Turnbull Government minister Michaelia Cash has lost her Federal Court bid to block access to “key documents” relating to raids by the Australian Federal Police (AFP) on offices of the Australian Workers’ Union (AWU).
The Western Australian senator’s fight to prevent the release of the documents – which union lawyers believe contain communications between her office and police in the lead-up to the raids – has heightened suspicions about the operations being politically motivated.
In October 2017, the AFP conducted raids in Melbourne and Sydney on behalf of the Registered Organisations Commission (ROC), the independent regulator of unions and employer associations.
The investigation relates to whether donations to GetUp and federal Labor campaigns in 2006 were authorised under union rules. The payments were made when opposition leader Bill Shorten was the union’s secretary.
The ROC confirmed in a statement that the raids were launched over concerns about evidence being “concealed or destroyed”.

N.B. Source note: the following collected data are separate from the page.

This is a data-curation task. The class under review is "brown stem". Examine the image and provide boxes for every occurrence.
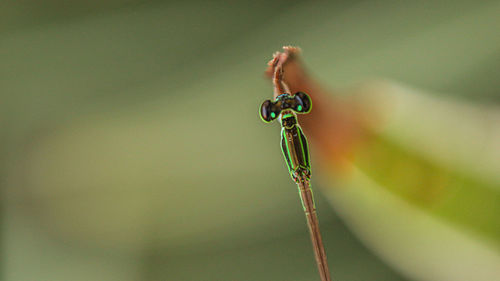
[271,55,291,98]
[297,176,332,281]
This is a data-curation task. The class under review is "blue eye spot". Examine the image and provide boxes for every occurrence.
[297,105,303,111]
[271,112,276,118]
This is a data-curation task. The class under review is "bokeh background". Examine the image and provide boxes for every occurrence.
[1,0,499,280]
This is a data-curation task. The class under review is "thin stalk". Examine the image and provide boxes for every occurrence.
[297,175,332,281]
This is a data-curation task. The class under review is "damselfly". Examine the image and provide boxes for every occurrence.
[259,58,332,281]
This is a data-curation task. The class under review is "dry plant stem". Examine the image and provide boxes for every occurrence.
[297,176,332,281]
[272,58,291,98]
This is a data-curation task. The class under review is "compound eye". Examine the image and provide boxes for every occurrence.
[260,100,280,122]
[294,92,312,113]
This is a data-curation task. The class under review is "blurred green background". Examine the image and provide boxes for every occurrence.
[1,0,499,280]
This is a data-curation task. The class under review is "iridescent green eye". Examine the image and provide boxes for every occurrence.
[294,92,312,113]
[260,99,280,122]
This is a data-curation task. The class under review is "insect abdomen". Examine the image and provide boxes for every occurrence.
[281,126,311,180]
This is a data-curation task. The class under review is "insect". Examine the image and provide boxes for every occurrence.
[260,92,312,182]
[259,56,332,281]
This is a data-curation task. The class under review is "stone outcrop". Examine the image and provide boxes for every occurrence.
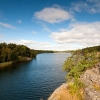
[80,63,100,100]
[48,83,81,100]
[48,63,100,100]
[48,83,68,100]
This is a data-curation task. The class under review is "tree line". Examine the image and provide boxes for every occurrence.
[0,43,37,63]
[0,42,54,63]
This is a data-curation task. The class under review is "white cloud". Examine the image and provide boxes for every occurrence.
[17,20,22,23]
[39,42,50,46]
[9,40,54,50]
[71,1,88,12]
[87,0,100,13]
[32,42,51,50]
[7,39,83,50]
[0,22,17,29]
[50,22,100,47]
[10,39,37,45]
[86,0,99,3]
[34,6,72,23]
[71,0,100,13]
[31,42,63,51]
[33,43,81,51]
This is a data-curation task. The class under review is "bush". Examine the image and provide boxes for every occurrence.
[63,46,100,99]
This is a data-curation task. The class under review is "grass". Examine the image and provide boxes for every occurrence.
[48,83,84,100]
[67,80,84,100]
[0,61,13,68]
[93,83,100,92]
[63,50,100,99]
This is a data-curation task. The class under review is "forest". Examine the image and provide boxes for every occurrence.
[0,42,54,63]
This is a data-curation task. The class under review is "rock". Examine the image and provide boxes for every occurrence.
[48,63,100,100]
[80,62,100,100]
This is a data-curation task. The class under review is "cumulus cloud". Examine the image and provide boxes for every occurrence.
[9,40,54,50]
[9,40,51,50]
[86,0,99,3]
[86,0,100,13]
[17,20,22,23]
[8,39,81,51]
[39,42,50,46]
[50,22,100,47]
[33,42,51,50]
[71,0,100,13]
[34,6,72,23]
[0,22,17,29]
[31,42,65,51]
[34,43,81,51]
[10,39,37,45]
[71,1,88,12]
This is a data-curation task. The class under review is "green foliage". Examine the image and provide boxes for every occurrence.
[63,56,75,72]
[63,46,100,81]
[0,42,55,63]
[68,78,84,94]
[68,78,84,100]
[0,43,37,63]
[63,45,100,98]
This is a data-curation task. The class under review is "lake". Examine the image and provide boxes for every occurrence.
[0,53,71,100]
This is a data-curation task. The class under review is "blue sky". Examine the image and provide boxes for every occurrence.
[0,0,100,51]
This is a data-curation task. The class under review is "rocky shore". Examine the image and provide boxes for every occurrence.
[48,63,100,100]
[80,63,100,100]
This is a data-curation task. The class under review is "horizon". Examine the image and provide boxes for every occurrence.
[0,0,100,51]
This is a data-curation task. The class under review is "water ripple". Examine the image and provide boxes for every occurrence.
[0,53,71,100]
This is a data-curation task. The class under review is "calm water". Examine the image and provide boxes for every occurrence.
[0,53,71,100]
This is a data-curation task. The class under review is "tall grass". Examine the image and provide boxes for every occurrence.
[0,61,13,68]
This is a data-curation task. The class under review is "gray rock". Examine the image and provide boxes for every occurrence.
[80,63,100,100]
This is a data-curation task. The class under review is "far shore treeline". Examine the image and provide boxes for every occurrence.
[0,42,54,64]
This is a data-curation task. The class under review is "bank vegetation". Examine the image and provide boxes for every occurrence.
[0,42,54,68]
[63,45,100,100]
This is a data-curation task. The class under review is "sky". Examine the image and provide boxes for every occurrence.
[0,0,100,51]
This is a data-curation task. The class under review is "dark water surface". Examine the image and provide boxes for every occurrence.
[0,53,71,100]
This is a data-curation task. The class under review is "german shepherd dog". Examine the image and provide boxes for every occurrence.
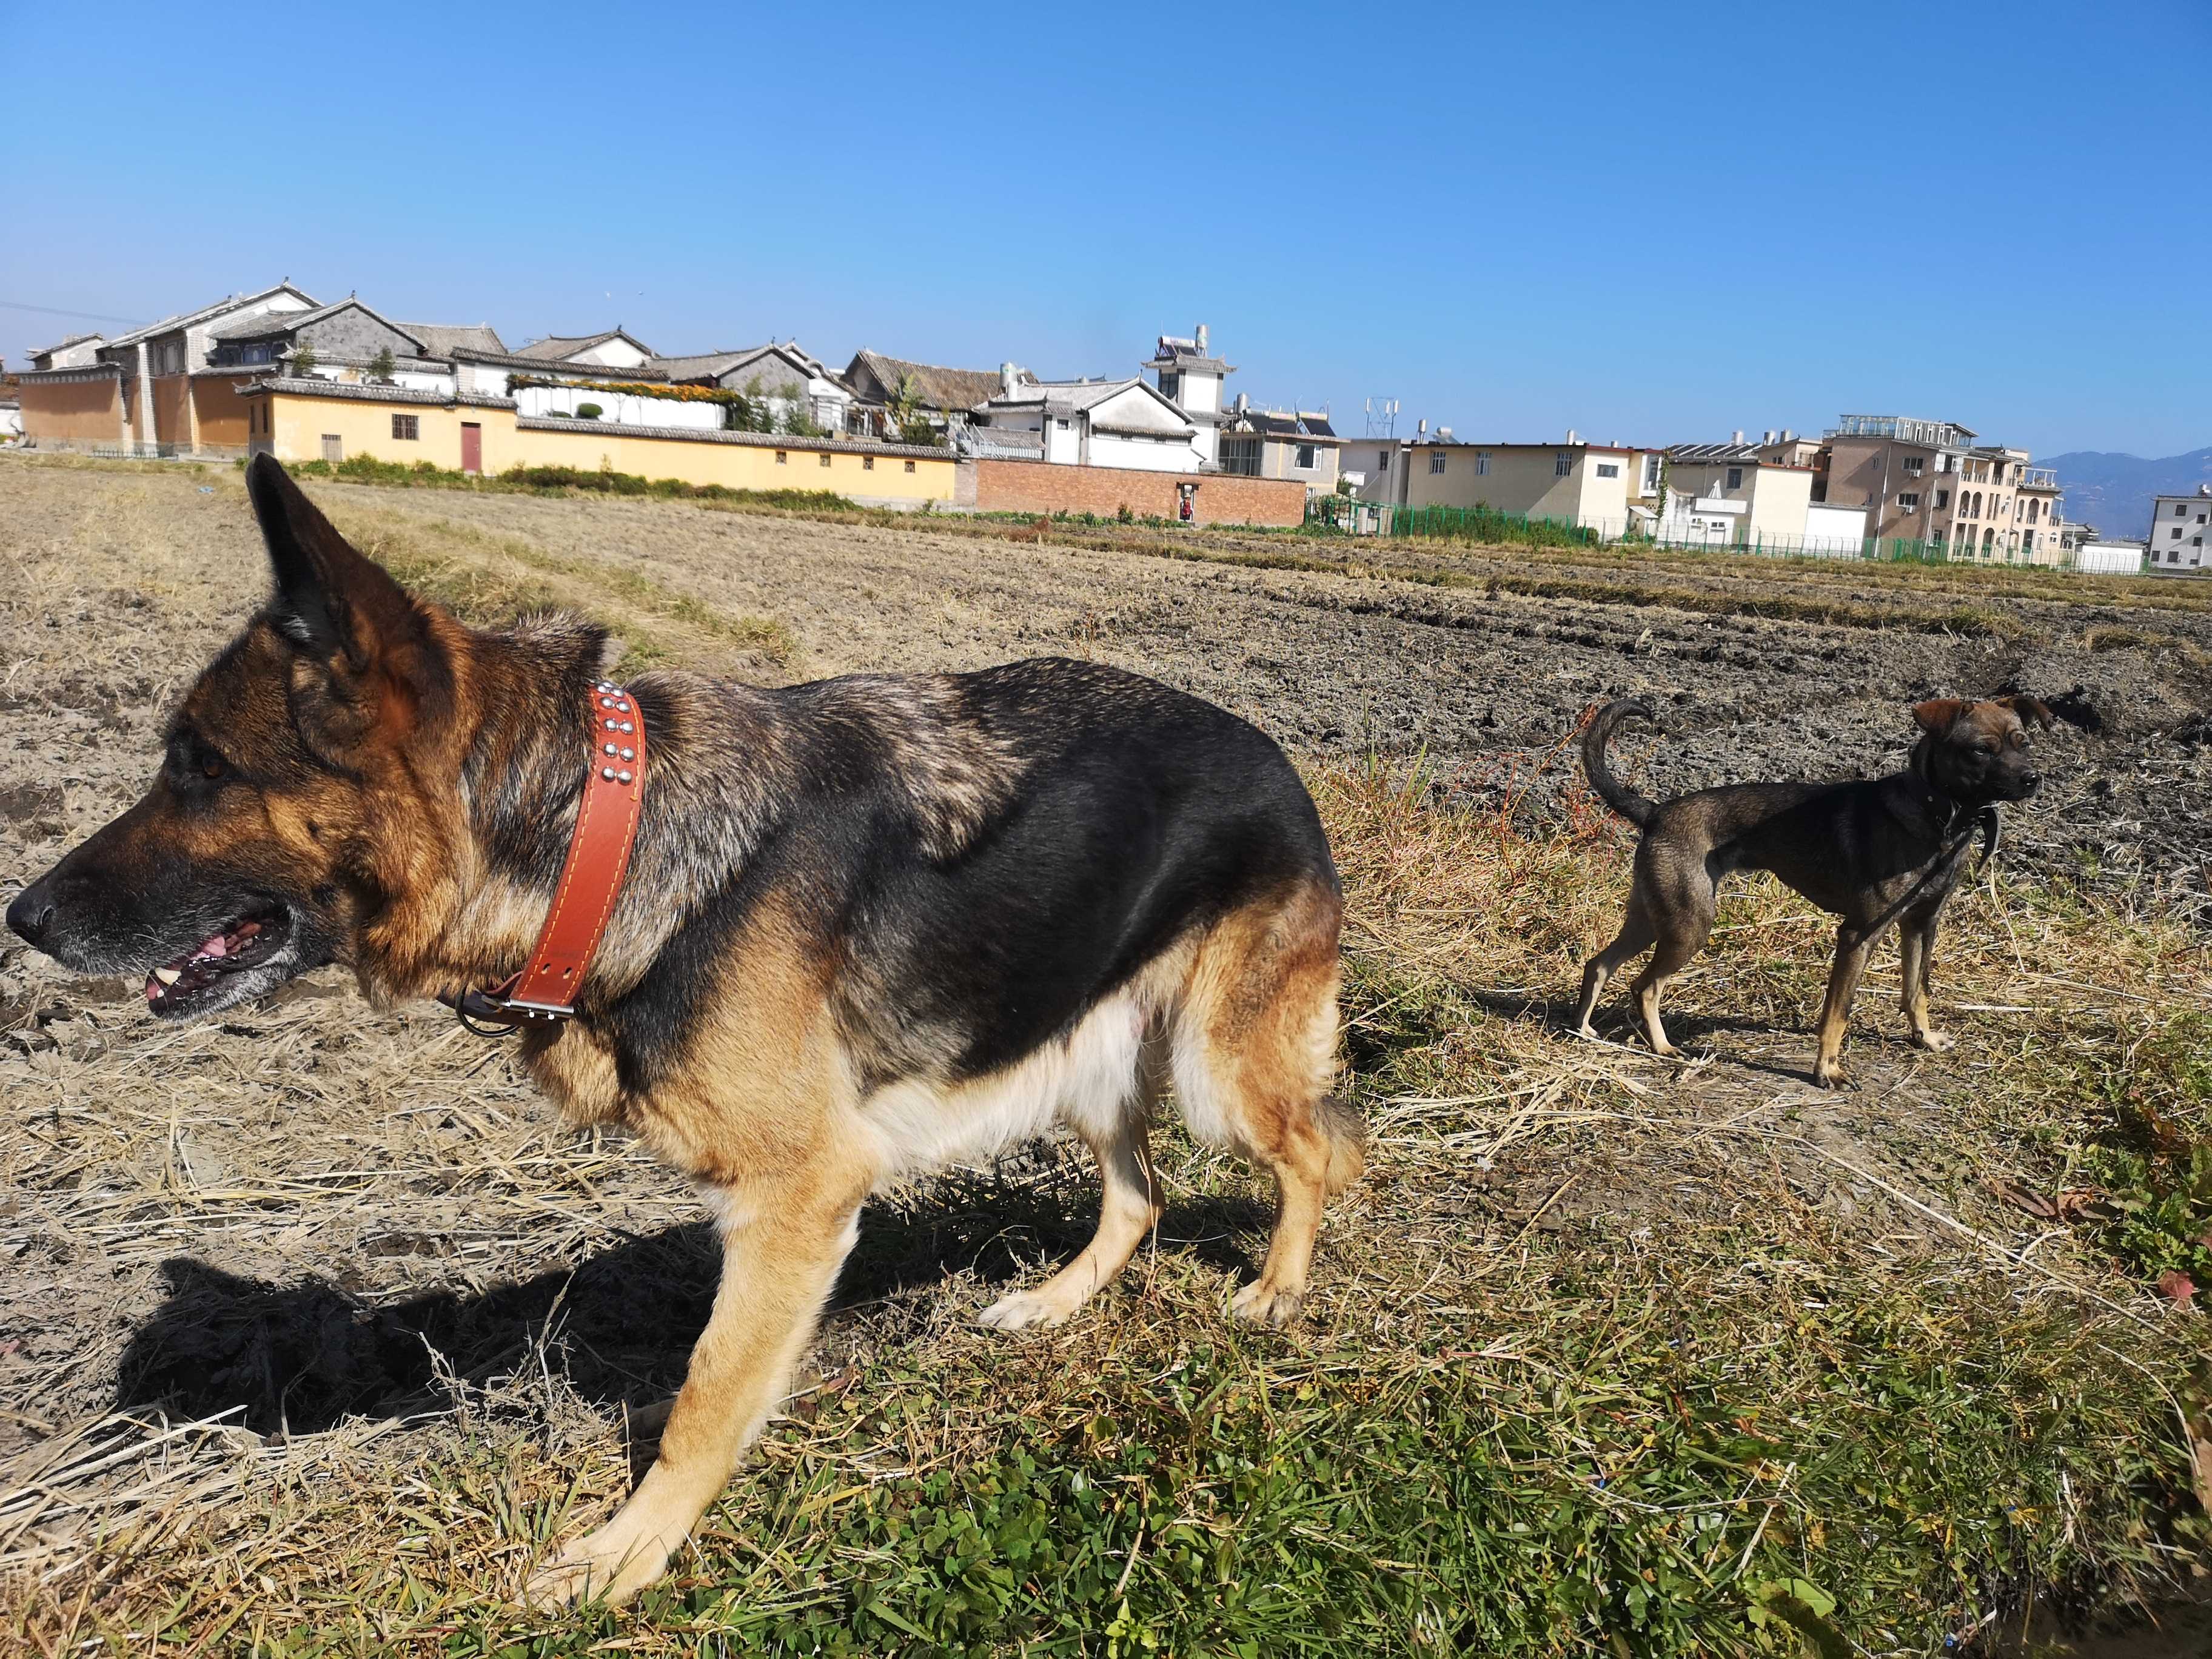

The union applied to the Federal Court for the raids to be declared invalid, and for items seized to be held from the ROC. It also sought access to documents relating to the raids, with a view to establishing that they were politically motivated.
Suspected political motivation
The Labor party questioned the politicised nature of the raid, noting that a full force of media organisations attended the AWU offices to witness the operation. Labor front bencher Anthony Albanese accused Cash’s office of leaking details of the pending raids to the media. He describing the conduct as “an extraordinary intervention in the process.”
Ms Cash initially denied that any leak originated from her office, telling the Senate Estimates Committee she was unaware of the raids until they unfolded on television.
It was later reported that journalists from two news unnamed outlets had been tipped-off by Cash’s office an hour before the raids. It was later confirmed that Cash’s staff indeed advised the media of the pending raids.
Ms Cash’s senior media officer, David De Garis, admitted in the senate that he leaked the information. Mr De Garis later resigned.
Federal Court ruling
Senator Cash sought to prevent the AWU from issuing subpoenas relating to the raids and subsequent political fallout, arguing that only the period up to the ROC’s decision to formally investigate AWU donations to GetUp were relevant.
The AWU contended that the subsequent communications, from the date of the raids on 24 October until 31 October, could reveal the underlying agenda behind the investigation.
The Federal Court broadly agreed with the AWU’s arguments, making orders for the release of a range of documents, including those recording communications:
- Between Minister Cash, her staff and the ROC, including those documents recording phone conversations with the staff of the ROC;
- Between Minister Cash, her staff and the Fair Work Ombudsman;
- Between the FWO, the media and the AFP;
- Between FWO’s Media Director Mark Lee and Minister Cash, including personal employment records regarding his job offer in the Minister’s office; and
- Between De Garis and the ROC and the FWO.
Federal Court Justice Mordecai Bromberg found that the union had a reasonable basis for seeking the documents to determine if the investigation and raids were for carried out for an “improper political purpose”.
The judge also rejected bids to set aside the AWU’s subpoenas regarding Mr De Garis, the Fair Work Ombudsman and its media director Mark Lee – who are the suspected recipients of the leak.
His Honour found there was “a legitimate forensic purpose of seeking to show the existence of a close association between persons assisting the ROC and the minister and her office”.
Lack of accountability
The AWU’s lawyer told the media that “at every turn we have seen minister Cash, the ROC and others involved … seek to thwart scrutiny of their role in the disgraceful raids on the AWU by federal police”.
“It has taken an order from the court to force their hand,” he added. “The court’s orders mean that we are moving closer to establishing the truth behind this investigation and the police raid.”
Shadow employment minister, Brendan O’Connor, reiterated Labor’s call for Ms Cash to resign, describing the suspected referral as “an abuse of ministerial power”.
Many believe there should be greater separation between government and the ROC, finding it troubling the commission might initiate an investigation based on a complaint by the government against its opponent.